In India, the well-established and strong media landscape is full of women journalists. Yet while the advantage of class, caste and higher education has seen some women climb to the top rungs of the profession, the majority of women journalists today are still concentrated on the middle and lower rungs of the profession. Sexual harassment remains a critical issue for the industry. So too, while more men are found in full-time contract roles, large numbers of women in the country are moving or being pushed into freelance roles.
Malaysia has a strong female workforce across the country and this is well-evident in the media sector where working conditions and pay for media workers is the most balanced of all countries in the study. But ultimately women are still facing impediments in rising to key decision-making roles and sexual harassment was identified as a major area in need of action.
In Nepal, the lack of security in women’s employment and poor working conditions has created a sense of fear and instability among women journalists who occupy just a quarter of the media industry. Nevertheless, women are striking out and achieving in areas such as radio and some media unions have taken affirmative actions on women’s representation at decision-making level. There are also strong examples of women’s networks strengthening the capacity of women in media.
Pakistan has a vibrant media industry that continues to overcome many obstacles and challenges. But the media and its unions remain extremely male-dominated with women coming up against ‘glass ceilings’ and slowed down by ‘sticky floors’, evidenced in the lack of women in decision-making roles. The country also has one of the worst gender imbalances evidenced in the research in terms of the gender pay gap. Nevertheless, women within the industry are strong and defiant and are regularly challenging this status quo on gender rights issues and sexual harassment with some media companies leading the way on gender approaches and policies.
In Sri Lanka, with a media industry plagued with instability and where journalists are regularly threatened, intimidated and often killed, it is little surprise that gender issues and inequities are sidelined over safety. Inherent stereotyping also means women journalists are increasingly pushed to cover ‘soft beats’ such as gender issues, arts and culture.
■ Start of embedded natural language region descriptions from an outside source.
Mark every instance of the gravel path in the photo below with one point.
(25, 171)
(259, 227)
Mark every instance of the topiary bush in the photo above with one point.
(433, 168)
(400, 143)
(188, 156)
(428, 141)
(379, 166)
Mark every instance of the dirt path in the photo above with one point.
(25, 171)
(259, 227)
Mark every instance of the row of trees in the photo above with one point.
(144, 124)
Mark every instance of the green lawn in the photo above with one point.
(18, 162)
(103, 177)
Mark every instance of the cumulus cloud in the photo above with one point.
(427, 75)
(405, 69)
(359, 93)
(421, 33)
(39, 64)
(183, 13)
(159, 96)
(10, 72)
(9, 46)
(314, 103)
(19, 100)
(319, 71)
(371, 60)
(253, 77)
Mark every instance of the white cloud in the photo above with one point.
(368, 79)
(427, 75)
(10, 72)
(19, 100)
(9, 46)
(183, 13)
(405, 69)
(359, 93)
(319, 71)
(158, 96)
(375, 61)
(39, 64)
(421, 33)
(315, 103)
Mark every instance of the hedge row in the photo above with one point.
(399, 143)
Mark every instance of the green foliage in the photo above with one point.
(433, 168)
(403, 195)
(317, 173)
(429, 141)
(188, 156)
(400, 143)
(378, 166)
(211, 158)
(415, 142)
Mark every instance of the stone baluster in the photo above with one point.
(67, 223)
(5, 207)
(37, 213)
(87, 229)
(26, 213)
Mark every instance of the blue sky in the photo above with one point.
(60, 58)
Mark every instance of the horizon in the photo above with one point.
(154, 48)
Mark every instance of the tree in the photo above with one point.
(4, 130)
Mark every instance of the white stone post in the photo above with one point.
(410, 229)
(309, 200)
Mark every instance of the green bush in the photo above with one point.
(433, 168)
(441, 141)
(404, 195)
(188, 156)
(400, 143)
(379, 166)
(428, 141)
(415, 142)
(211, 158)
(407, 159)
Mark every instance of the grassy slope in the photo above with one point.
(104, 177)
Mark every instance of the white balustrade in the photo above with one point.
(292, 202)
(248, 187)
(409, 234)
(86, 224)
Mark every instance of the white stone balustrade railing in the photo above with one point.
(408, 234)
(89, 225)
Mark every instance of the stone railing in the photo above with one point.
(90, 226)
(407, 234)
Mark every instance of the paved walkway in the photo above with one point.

Nevertheless, some media outlets and women journalists in ethnic-minorities in the North are making positive changes for gender equity and blazing a trail for others with programs such as active mentoring.
With a very small media industry and workforce, working conditions and wages have been the first casualty in media in Vanuatu for both men and women. Yet women are proving themselves as deft multiskillers, covering a wide subject range. While the number of women in the media comprised nearly 40 percent, men still strongly outnumber women in decision-making roles. Training, rights at work policies and gender policies and approaches are areas requiring urgent attention.
Completed as part of a major regional research study conducted by journalists across the region, supported by UNESCO and UN Women, the country reports were completed by journalists across the region with information derived from a major survey of nearly 700 media workers in the focus countries conducted in August and September 2014.